Younger and less educated men had somewhat poorer knowledge than others.
More significantly, differences in overall knowledge were strongly correlated with HIV status – respondents diagnosed with HIV had a mean knowledge score of 87%, those who last tested negative scored 77% and those who had never been tested for HIV scored 67%.
Access to services
Respondents were asked a series of questions about their access to HIV testing, condoms and prevention information.
Overall, 91% were confident of their ability to get tested for HIV if they wished to. Scores were generally higher in western Europe (e.g. 97% in France), but less so in Ireland (88%), Portugal (91%) and Germany (91%). The poorest scores were in Turkey (73%), Cyprus (80%) and Serbia (80%).
In relation to condoms, men were asked if they had had unprotected anal intercourse in the past year solely because they did not have a condom to hand.
This was the case for 14% of respondents (i.e. 86% did not have a problem with condom availability). Again, the most encouraging results came from countries in western Europe or Scandinavia.
However 30% and 20% of Norwegian and Spanish respondents respectively had had unprotected sex because condoms were not available, suggesting that condom availability is as serious a problem in these countries as it is in Turkey (32%), Macedonia (28%), Moldova (25%), Serbia (23%), Cyprus (23%) or Romania (20%).
Slovenia, the Czech Republic and Hungary had good scores for condom availability.
Finally, the questionnaire asked about either calling a telephone helpline or having received sexual health information that was specifically for men who have sex with men. Overall, 79% had done so, with the best scores again in the west of the continent, and poorer scores in countries of south-eastern Europe and the ex-Soviet Union.
Whereas information provision was poor in Russia, access to HIV testing and condoms was relatively good there.
The researchers found that there was a strong correlation between the average score for access to services in a country, and the average prevention knowledge score that had been recorded in that country (R2=0.70014). In other words, countries which have accessible HIV prevention services have better informed populations.
They also looked at the services data in relation to the inequality-adjusted Human Development Indicator. This is a score which the United Nations uses to rank countries, and which takes into account life expectancy, years of education, average income and income inequality.
They also found a strong correlation between a country’s level of development and access to services (R2=0.69104).
“Structural interventions addressing economic, social and political inequalities should be essential to efforts to improve knowledge related to HIV and coverage by prevention programmes,” say the authors.

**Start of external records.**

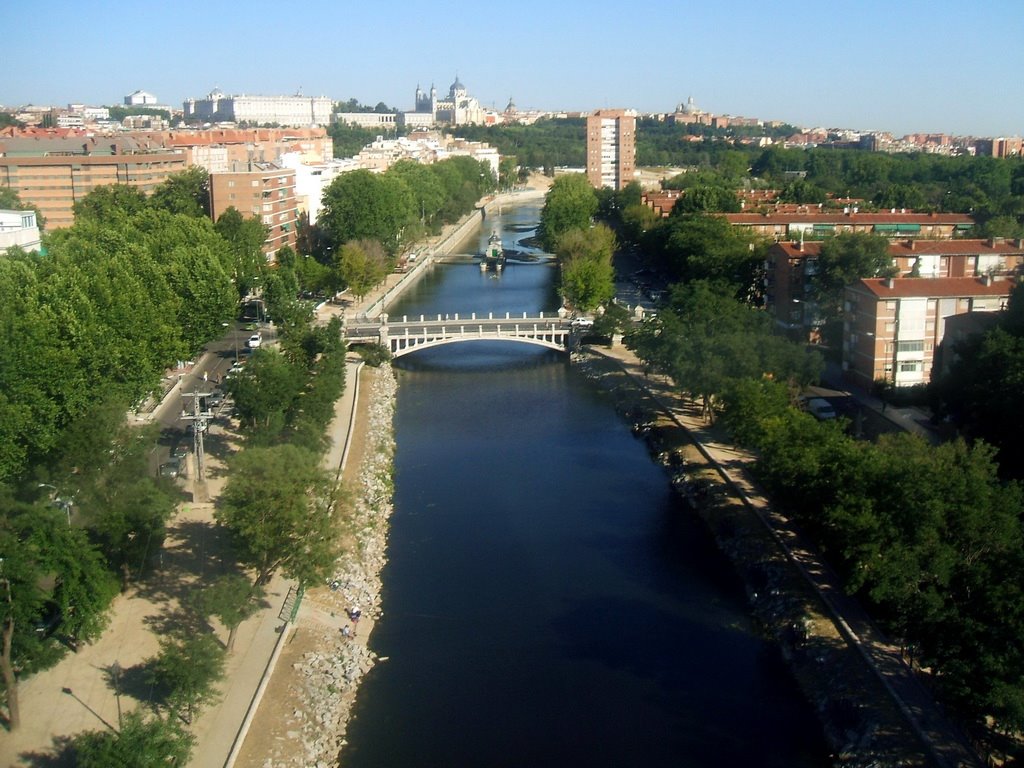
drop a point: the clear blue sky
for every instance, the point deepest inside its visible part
(901, 66)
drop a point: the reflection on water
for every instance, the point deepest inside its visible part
(547, 601)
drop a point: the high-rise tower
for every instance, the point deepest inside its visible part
(610, 147)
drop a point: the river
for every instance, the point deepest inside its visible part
(547, 601)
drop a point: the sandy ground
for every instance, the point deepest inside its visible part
(275, 730)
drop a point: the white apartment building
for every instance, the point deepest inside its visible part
(311, 180)
(18, 228)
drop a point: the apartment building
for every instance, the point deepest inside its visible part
(261, 189)
(815, 223)
(18, 228)
(611, 147)
(53, 174)
(894, 327)
(790, 267)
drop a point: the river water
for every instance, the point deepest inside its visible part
(547, 601)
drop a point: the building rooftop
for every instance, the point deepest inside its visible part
(919, 288)
(849, 217)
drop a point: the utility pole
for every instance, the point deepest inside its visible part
(200, 419)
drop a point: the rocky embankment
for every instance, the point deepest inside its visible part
(328, 674)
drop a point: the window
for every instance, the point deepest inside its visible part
(910, 346)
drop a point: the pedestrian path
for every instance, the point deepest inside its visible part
(946, 742)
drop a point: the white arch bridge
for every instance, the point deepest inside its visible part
(404, 336)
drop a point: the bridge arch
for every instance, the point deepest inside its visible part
(407, 336)
(403, 350)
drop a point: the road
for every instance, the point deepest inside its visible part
(210, 369)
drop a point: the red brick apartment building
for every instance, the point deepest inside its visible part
(893, 327)
(55, 173)
(263, 190)
(815, 224)
(611, 147)
(791, 265)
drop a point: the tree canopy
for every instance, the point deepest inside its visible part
(570, 204)
(587, 276)
(279, 506)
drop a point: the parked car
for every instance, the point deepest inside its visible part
(820, 409)
(214, 400)
(172, 468)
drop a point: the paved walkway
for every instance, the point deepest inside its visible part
(79, 693)
(948, 745)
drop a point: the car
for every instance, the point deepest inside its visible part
(172, 468)
(820, 409)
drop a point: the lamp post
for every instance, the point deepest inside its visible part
(116, 674)
(56, 501)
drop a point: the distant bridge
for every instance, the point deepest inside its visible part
(404, 336)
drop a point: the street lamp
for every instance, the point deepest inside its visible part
(56, 501)
(116, 674)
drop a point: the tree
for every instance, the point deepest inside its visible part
(185, 672)
(140, 742)
(279, 507)
(41, 549)
(364, 205)
(707, 341)
(245, 238)
(984, 386)
(109, 202)
(428, 194)
(232, 599)
(842, 261)
(570, 204)
(802, 192)
(707, 199)
(264, 392)
(695, 247)
(361, 265)
(186, 193)
(588, 278)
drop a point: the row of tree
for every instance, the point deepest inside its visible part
(930, 538)
(119, 297)
(89, 328)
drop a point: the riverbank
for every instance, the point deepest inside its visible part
(848, 675)
(304, 713)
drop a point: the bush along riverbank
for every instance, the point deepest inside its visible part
(861, 722)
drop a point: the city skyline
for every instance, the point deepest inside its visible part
(914, 68)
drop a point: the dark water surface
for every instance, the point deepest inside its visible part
(547, 602)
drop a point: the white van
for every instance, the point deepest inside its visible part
(820, 409)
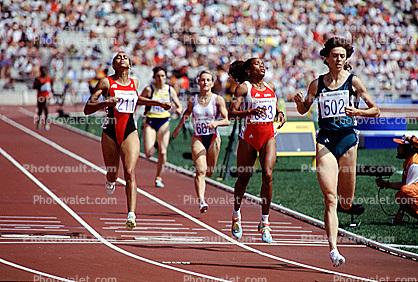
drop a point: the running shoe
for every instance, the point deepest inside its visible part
(159, 183)
(356, 209)
(131, 220)
(110, 187)
(203, 207)
(264, 229)
(236, 228)
(336, 258)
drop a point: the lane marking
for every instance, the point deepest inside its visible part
(174, 242)
(28, 225)
(139, 219)
(273, 231)
(256, 222)
(90, 229)
(30, 221)
(172, 208)
(33, 229)
(147, 223)
(276, 207)
(24, 217)
(27, 269)
(154, 232)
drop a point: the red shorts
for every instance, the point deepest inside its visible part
(257, 135)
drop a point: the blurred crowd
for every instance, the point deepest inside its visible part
(76, 39)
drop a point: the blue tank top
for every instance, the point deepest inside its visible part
(332, 103)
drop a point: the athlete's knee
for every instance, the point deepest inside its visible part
(163, 154)
(111, 176)
(330, 200)
(149, 152)
(201, 171)
(129, 174)
(243, 178)
(345, 205)
(209, 171)
(267, 175)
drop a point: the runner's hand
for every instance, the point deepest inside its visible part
(166, 106)
(298, 98)
(212, 125)
(260, 112)
(280, 120)
(110, 102)
(175, 132)
(351, 111)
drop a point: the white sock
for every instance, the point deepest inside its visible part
(236, 214)
(334, 252)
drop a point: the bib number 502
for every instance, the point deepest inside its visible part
(334, 107)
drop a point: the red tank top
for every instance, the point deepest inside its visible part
(45, 86)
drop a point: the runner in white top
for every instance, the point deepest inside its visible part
(205, 109)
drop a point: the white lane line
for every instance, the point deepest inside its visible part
(257, 222)
(272, 226)
(147, 228)
(30, 221)
(91, 229)
(33, 229)
(27, 217)
(403, 246)
(146, 223)
(274, 231)
(138, 219)
(174, 242)
(172, 208)
(154, 232)
(35, 225)
(40, 273)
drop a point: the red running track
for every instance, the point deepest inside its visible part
(41, 235)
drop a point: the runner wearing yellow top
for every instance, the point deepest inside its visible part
(156, 125)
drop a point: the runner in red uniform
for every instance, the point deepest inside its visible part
(43, 84)
(256, 104)
(120, 137)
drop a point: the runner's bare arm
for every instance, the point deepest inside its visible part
(234, 110)
(304, 104)
(176, 101)
(220, 104)
(185, 116)
(93, 104)
(372, 111)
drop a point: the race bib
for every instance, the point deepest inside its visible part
(157, 109)
(127, 101)
(269, 113)
(332, 104)
(201, 127)
(46, 87)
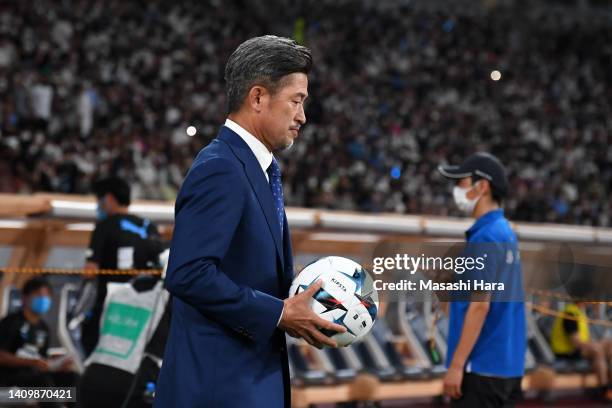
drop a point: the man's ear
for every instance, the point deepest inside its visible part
(256, 97)
(485, 187)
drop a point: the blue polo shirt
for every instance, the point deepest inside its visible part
(501, 345)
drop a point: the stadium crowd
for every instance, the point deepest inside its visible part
(93, 88)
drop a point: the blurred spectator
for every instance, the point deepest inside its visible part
(24, 343)
(395, 90)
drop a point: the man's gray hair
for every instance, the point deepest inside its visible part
(263, 61)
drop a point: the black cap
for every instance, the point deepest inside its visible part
(115, 186)
(479, 166)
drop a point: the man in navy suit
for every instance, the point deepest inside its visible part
(230, 263)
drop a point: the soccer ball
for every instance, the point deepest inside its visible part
(347, 296)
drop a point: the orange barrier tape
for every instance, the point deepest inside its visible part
(565, 297)
(81, 271)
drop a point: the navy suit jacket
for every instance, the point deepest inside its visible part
(228, 271)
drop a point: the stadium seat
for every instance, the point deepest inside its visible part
(304, 370)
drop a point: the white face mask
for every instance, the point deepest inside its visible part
(463, 203)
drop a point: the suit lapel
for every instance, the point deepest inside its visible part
(258, 181)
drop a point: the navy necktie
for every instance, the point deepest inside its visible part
(277, 191)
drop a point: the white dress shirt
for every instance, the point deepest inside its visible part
(262, 154)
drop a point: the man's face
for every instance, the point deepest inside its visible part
(467, 184)
(283, 113)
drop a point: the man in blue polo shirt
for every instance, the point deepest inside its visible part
(487, 336)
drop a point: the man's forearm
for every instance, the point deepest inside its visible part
(472, 325)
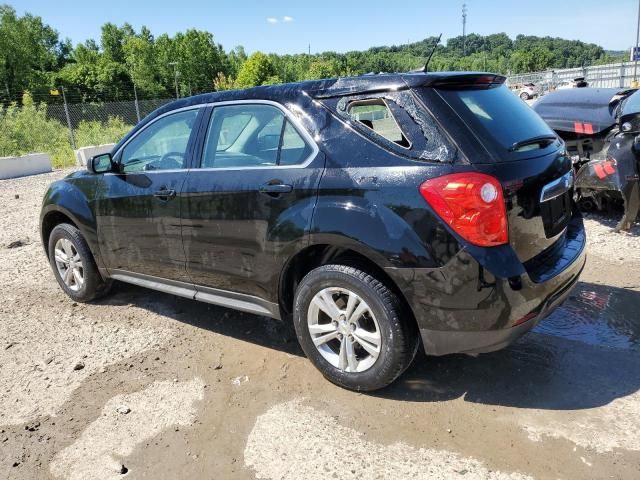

Individual level associations
The researchers also looked at the individual characteristics of men who had poorer access to services. In multivariable analysis (after controlling for age, education and country of residence), the following results were all statistically significant. Migrants from outside Europe and men with a clandestine sexuality were less likely to be reached by prevention services:
- Men born in southeast Asia (adjusted odds ratio = 0.58)
- Men born in Latin America or the Caribbean (adjusted odds ratio = 0.63)
- Men who did not have any friends who also have sex with men (adjusted odds ratio = 0.82)
- Men identifying as bisexual (adjusted odds ratio = 0.88)
- Men who used sex venues (adjusted odds ratio = 0.87).
Conversely, men who were out about their sexuality or who used gay social venues had better access to services. “Consequently, reaching men beyond these groupings should be a goal for future interventions,” say the authors.